Psikus światła w odłamkach szyb, w drodze na gorzką impresję z
finałem, co nie smakuje za razem. Potrzeba dokonań, nim
się stanie przedmiotem. Zdrowo pokręciło! Pito zdrowie i zgodnie
paliliśmy mocne i cukierki jadłam garściami.

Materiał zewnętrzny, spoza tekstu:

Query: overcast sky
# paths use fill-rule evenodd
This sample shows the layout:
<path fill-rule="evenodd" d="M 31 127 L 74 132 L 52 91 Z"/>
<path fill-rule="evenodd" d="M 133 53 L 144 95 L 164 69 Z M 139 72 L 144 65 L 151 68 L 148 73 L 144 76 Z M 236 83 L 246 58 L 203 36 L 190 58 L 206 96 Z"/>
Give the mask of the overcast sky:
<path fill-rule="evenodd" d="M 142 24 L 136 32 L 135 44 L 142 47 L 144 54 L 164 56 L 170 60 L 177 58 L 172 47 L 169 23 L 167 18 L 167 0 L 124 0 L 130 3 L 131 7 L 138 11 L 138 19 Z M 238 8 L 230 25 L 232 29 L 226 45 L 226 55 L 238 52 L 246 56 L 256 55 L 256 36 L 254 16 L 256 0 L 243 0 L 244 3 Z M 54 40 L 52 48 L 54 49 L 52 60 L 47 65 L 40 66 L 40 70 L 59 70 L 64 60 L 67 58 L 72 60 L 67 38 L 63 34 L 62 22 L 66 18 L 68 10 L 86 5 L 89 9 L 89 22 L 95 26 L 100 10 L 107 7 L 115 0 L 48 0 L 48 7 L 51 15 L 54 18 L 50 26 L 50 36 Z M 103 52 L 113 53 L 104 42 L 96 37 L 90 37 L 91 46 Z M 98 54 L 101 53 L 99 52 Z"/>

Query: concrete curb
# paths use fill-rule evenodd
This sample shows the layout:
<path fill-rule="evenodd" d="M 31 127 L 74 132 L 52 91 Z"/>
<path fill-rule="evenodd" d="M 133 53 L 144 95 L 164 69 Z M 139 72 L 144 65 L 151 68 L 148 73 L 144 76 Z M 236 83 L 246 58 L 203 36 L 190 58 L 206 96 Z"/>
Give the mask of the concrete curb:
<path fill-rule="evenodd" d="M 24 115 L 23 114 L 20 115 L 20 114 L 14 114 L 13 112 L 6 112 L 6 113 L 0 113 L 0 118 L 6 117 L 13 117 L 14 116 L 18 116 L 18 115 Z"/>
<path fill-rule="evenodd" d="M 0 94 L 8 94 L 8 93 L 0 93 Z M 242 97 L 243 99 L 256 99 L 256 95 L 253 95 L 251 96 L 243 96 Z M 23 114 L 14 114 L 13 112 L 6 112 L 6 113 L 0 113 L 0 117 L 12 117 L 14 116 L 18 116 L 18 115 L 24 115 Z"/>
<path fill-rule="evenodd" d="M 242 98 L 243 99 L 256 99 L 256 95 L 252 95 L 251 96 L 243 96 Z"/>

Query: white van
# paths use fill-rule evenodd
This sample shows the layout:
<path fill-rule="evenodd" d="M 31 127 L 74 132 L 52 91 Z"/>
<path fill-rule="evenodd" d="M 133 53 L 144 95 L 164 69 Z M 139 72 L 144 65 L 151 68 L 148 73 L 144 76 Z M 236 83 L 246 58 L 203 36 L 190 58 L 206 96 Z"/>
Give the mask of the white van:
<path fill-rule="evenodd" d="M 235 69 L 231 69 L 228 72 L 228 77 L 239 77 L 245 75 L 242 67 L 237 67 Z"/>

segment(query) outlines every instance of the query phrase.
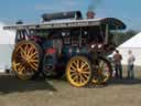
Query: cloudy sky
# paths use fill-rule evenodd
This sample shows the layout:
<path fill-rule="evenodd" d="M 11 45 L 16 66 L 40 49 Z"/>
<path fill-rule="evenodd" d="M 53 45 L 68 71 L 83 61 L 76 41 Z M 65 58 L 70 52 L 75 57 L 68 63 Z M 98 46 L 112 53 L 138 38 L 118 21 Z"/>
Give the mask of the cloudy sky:
<path fill-rule="evenodd" d="M 0 0 L 0 21 L 37 22 L 44 12 L 82 10 L 97 12 L 97 18 L 113 17 L 127 23 L 128 29 L 141 30 L 141 0 Z"/>

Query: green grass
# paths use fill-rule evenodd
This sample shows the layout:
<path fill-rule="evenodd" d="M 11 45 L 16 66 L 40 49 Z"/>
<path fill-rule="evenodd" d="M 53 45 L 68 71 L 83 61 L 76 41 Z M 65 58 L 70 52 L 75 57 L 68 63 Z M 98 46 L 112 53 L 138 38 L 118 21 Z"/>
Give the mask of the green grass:
<path fill-rule="evenodd" d="M 135 80 L 112 80 L 105 87 L 77 88 L 63 80 L 21 81 L 4 74 L 0 75 L 0 84 L 1 106 L 141 105 L 141 71 L 138 66 Z"/>

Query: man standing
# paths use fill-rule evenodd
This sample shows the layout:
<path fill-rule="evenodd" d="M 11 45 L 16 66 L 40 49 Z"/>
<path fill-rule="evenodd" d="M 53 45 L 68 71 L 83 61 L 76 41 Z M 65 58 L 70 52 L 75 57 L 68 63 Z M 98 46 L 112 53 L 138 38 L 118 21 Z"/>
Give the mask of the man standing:
<path fill-rule="evenodd" d="M 122 55 L 119 53 L 118 50 L 116 50 L 116 54 L 113 55 L 116 78 L 122 78 L 121 60 L 122 60 Z"/>
<path fill-rule="evenodd" d="M 129 50 L 128 52 L 128 78 L 134 78 L 134 72 L 133 72 L 133 62 L 135 61 L 134 55 L 132 54 L 132 51 Z"/>

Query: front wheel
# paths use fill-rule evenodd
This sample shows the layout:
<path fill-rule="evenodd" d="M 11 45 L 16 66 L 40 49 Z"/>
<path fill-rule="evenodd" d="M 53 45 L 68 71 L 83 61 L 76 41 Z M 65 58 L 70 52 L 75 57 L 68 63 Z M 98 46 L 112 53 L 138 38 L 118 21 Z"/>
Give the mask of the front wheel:
<path fill-rule="evenodd" d="M 67 81 L 76 87 L 86 86 L 93 77 L 90 62 L 85 56 L 72 57 L 66 66 Z"/>
<path fill-rule="evenodd" d="M 12 70 L 21 80 L 31 80 L 37 76 L 41 70 L 42 50 L 33 41 L 19 42 L 12 54 Z"/>

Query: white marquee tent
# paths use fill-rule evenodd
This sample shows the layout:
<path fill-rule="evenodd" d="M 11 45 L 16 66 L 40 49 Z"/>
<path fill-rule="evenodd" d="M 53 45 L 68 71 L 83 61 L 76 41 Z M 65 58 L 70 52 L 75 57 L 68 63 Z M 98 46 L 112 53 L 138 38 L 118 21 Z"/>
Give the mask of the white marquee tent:
<path fill-rule="evenodd" d="M 119 45 L 118 50 L 123 57 L 122 64 L 127 64 L 128 51 L 131 50 L 132 54 L 135 56 L 134 65 L 141 66 L 141 32 Z"/>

Dziwne odrętwienie.
Nadciągają pociągi z Częstochowy i Białegostoku, z Opola,
Poznania. Żetony C i odrębne unie biletowe. Esoes z wywczasów:
wartcy, względni i zgodni! Ubezpieczaj mnie, po południu wpadaj
zamknąć pocałunkiem usta. W ciemno. Nic właśnie się zdarza.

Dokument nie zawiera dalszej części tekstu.